December 30, 2010

The 7 Habits and Confucianism

Recently I have been rereading The Seven Habits by Stephen Covey which I first read in junior high. When reading, I find that the Seven Habits are sometimes closely related to the wisdom taught by Confucianism. For example, Habit 6 is Synergize: "Synergize is the habit of creative cooperation. It is teamwork, open-mindedness, and the adventure of finding new solutions to old problems." Covey teaches that it is most important to find the difference in people's paradigms and respect this difference. This makes me think of the teaching by Confucius: "The superior man is affable, but not adulatory; the mean man is adulatory, but not affable (or I would rather, The gentlemen are in harmony but does not need to agree on the same things; the villains agree but are not in harmony; Junzi he er bu tong, xiaoren tong er bu he)."

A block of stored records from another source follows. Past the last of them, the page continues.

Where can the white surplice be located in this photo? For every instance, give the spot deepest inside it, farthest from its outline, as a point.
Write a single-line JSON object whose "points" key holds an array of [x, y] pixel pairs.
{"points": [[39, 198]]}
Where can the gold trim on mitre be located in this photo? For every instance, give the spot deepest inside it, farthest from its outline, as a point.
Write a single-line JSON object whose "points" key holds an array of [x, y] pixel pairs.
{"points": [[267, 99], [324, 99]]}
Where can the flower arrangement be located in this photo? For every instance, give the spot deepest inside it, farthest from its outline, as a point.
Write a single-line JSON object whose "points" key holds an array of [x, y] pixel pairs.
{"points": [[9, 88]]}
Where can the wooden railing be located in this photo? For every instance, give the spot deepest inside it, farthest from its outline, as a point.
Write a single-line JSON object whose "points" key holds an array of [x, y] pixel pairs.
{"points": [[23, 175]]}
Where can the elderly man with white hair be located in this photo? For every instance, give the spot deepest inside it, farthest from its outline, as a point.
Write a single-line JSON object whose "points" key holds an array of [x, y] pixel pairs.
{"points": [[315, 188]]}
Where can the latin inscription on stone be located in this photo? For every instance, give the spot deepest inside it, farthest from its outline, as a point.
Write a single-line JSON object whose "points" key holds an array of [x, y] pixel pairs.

At the same time, Covey says that Synergy is the essence of nature. Everything is in such harmony in nature; everything is so synergized. Laozi, the founder of Daoism, says, "Man takes his law from the Earth; the Earth takes its law from Heaven; Heaven takes its law from the Dao. The law of the Dao is its being what it is (or, The Dao takes its law from Nature)."

December 19, 2010

Liberty and freedom

Marginal Revolution: Google ngram: the word "liberty"

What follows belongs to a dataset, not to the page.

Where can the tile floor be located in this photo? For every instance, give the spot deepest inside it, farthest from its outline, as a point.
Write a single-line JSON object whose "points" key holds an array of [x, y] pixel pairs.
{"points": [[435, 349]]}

For the pointer I thank Kevin Edwards. The link here allows you to see the full graph. In contrast, here is "freedom."
But if you plot both "liberty" and "freedom", you'll see that, added together, the use of these words still declines.

December 13, 2010

The Legal State

Today I read on NYT that
But two other cases — United States v. Lopez in 1995 and United States v. Morrison in 2000 — limited Congress’s regulatory authority to “activities that substantially affect interstate commerce.”
When will I be able to see a case in China titled PRC v. Wang?

December 3, 2010

Things happen.

My Gmail account is close to the storage limit. What am I going to do?

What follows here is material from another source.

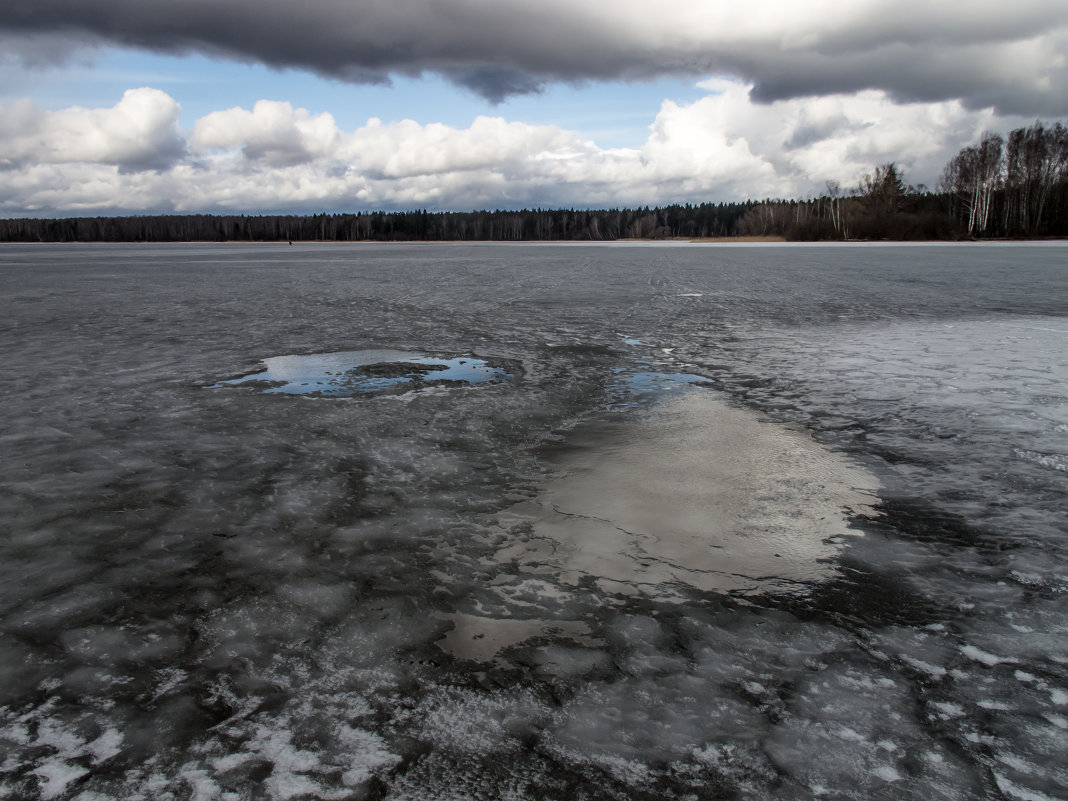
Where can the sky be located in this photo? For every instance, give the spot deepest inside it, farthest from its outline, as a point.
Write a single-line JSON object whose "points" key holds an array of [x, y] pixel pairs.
{"points": [[276, 106]]}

Been using it for five years.

December 2, 2010

No ads Wikipedia?

I don't understand. Why can't Wikipedia post some ads on its pages to make up for their operational costs? If they integrate Google text ads it won't be a distraction for the readers while it may even provide some relevant commercial information to them. Since editing Wikipedia is made by volunteers, the revenue generated from these text ads should be more than sufficient to maintain its operation, given that Wikipedia is the fifth most visited website on the World Wide Web. It's not like because you are a non-profit organization then you cannot post any ads on your website; it's not like advertising is an unethical conduct - and if it is, then Wikipedia needs to remove that strikingly colorful photo of Jimmy Wales from its billions of pages.

Posting ads is good to Wikipedia (so that it does not need to go this far to beg for donations), good to its readers (so that they don't need to face Jimmy Wales every time they use Wikipedia and may also get some relevant information in the text ads), and good to the economy as a whole (after all most commercial activities will indeed increase the revenue of the whole society). Then what's been hindering Wikipedia?